3. ROGERS WÉL ESSENTIEEL:
o Noodzaak van een goede relatie tussen helper en cliënt als voorwaarde
voor effectieve hulpverlening.
o Ruim gelegenheid voor cliënt om zo zelfstandig mogelijk een oplossing te
vinden voor problemen.
o Algemene (niet te specifieke) start van relatie is nodig om beeld te krijgen
van wat omgaat in cliënt.
o Herkenbaar onderscheid tussen zelfbeeld en ideaalbeeld, tussen wat jezelf
voelt en wat je meent te moeten voelen.
Cognitieve theorie over het beleven (Wexler 1974)

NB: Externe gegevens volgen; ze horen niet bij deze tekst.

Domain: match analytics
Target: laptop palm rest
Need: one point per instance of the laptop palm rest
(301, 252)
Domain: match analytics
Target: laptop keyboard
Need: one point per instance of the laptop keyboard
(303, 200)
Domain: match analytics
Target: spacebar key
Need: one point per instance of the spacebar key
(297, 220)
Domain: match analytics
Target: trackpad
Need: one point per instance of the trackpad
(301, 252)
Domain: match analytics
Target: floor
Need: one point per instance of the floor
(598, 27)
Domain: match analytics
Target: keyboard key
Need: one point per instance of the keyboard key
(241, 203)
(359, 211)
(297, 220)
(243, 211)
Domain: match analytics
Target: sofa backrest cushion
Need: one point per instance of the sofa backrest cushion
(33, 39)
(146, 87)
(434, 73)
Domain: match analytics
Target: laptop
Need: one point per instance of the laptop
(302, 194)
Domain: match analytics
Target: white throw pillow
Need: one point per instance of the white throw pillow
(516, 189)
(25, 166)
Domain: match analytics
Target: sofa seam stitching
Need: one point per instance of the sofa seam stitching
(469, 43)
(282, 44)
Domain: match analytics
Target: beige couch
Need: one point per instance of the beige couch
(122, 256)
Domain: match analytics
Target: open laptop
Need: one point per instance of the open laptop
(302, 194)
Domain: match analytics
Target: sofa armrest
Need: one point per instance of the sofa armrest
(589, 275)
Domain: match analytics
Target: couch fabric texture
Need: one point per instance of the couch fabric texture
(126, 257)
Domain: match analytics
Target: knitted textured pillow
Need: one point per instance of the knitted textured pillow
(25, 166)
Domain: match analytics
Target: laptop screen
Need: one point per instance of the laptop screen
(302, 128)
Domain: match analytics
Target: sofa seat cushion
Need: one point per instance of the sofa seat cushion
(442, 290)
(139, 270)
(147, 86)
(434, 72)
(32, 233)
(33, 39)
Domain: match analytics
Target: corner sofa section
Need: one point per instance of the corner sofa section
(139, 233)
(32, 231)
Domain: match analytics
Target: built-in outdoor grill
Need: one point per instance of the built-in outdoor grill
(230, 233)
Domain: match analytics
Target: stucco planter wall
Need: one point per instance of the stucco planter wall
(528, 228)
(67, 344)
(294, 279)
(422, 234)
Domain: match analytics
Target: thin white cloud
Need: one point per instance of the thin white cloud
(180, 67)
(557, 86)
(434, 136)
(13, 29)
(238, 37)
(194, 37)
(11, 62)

1. ZELFACTUALISATIE : geen passief maar een actief proces. Mens selecteert,
ordent en maakt eigen beleving. Heeft eigen stijl.
2. SELECTIE ETC . IS BEÏNVLOEDBAAR : je kunt leren het anders te doen.
3. SELECTIE EN INTERPRETATIE LEIDT TOT INFORMATIEVERWERKING .
o Hierbij speelt taal een rol: verwoorden, benoemen schept helderheid.
o Differentiatie: verfijning en nuancering aanbrengen in beleving.
o Integratie: verbanden leggen, overzicht krijgen. Kan leiden tot ‘nieuwe
kijk’.
4. PLAATS VAN GEVOELENS: staan niet op zich, maar zijn verbonden met
cognitieve processen. Verwerken informatie leidt tot gevoelens.